FTAAN, Session 9

A point particle as it exists in a superstring has a core diameter of 5*10^(-87) meters. The mini-string that connects to these is 5*10^(-87) meters long. A mini-string has a thickness of 10^(-129) meters. These are taken in the substringular. In the globally distinguishable, these phenomena are 10^8*3 times thicker, since the Lorentz-Four-Contraction works to a factor of 3*10^8. So, in the substringular, the Lorentz-Four-Contractions are maximized for optimal core detection possible. Thus, in the substringular, one has minimal to no increased Lorentz-Four-Contraction. As a point particle of the first-order travels through ultimon flow the given point particle has mini-string taken away by means of it being pulled out of the bundle to where the given point particle has then 10,000 times less volume during the core of ultimon flow, since the associated bundle has less mini-string, although the bundle has the same diameter.

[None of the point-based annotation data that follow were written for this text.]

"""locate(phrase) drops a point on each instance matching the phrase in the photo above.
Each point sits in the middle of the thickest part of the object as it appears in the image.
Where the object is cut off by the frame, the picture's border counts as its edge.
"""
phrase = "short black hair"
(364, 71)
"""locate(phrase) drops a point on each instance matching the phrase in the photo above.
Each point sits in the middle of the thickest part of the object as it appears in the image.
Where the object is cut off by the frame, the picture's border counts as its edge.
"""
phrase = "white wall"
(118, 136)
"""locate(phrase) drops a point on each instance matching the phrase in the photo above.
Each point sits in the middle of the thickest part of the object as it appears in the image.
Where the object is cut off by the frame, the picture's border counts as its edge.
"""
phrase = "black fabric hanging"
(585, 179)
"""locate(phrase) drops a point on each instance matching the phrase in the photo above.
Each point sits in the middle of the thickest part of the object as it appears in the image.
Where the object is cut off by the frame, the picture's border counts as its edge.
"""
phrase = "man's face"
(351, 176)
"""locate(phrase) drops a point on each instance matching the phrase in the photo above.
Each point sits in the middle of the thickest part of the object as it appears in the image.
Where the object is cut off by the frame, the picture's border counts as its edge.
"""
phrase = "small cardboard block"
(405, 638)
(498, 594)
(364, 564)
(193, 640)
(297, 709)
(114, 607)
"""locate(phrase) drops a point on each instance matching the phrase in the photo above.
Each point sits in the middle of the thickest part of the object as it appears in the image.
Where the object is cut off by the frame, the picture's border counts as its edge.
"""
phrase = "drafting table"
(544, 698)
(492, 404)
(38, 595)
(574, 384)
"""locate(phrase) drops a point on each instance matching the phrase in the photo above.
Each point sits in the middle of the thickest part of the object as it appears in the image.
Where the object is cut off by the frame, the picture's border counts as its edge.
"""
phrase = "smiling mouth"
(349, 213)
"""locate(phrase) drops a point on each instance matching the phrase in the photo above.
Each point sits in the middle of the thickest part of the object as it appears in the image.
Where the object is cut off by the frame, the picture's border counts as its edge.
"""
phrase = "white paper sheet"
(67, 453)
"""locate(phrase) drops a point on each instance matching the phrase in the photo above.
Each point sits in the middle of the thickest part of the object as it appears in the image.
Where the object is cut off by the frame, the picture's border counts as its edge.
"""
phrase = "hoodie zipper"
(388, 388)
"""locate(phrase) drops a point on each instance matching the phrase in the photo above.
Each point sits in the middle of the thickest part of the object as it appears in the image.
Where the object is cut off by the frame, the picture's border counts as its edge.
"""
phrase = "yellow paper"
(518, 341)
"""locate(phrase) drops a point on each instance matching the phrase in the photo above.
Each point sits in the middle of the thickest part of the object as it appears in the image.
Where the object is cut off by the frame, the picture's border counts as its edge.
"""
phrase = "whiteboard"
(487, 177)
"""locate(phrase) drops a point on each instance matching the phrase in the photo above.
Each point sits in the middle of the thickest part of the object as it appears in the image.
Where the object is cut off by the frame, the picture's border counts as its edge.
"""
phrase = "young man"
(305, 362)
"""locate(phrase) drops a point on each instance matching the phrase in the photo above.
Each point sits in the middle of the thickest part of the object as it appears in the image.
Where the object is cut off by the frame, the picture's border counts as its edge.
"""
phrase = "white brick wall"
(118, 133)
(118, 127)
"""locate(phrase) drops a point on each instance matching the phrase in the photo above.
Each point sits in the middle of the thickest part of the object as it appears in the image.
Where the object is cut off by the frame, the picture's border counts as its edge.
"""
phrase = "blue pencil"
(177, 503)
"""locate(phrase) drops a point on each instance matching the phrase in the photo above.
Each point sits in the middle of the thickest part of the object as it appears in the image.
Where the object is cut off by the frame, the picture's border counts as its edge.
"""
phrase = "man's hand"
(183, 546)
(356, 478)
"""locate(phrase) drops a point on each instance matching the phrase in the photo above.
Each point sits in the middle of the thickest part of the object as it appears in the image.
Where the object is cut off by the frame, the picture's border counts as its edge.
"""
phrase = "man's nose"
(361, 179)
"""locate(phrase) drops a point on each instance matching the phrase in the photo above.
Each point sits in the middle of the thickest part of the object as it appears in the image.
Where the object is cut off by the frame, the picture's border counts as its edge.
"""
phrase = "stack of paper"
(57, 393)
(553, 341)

The compactified condition of a point particle is densely configured. This densely volumed point during the core of ultimon flow differentiation by a factor of 10,000 to exist at the whole volume of its neighborhood by a certain number of times since the loose bundle discussed is relatively thinned out here. It does this by molding into different morphologies that total to its total volume of a first-ordered point particle a certain number of times within the core of ultimon flow. The volume normally taken up by a first-ordered point particle is known as a point particle neighborhood. A point particle of norm state during the ultimon flow has the volume of a first-ordered point particle of a string during the core of ultimon flow. A point particle of a norm state during BRST is just 50 times smaller in volume to a supersting's point particle during BRST. Point particles of superstrings of non-abelian superstrings are more loose than those of abelian supertrings.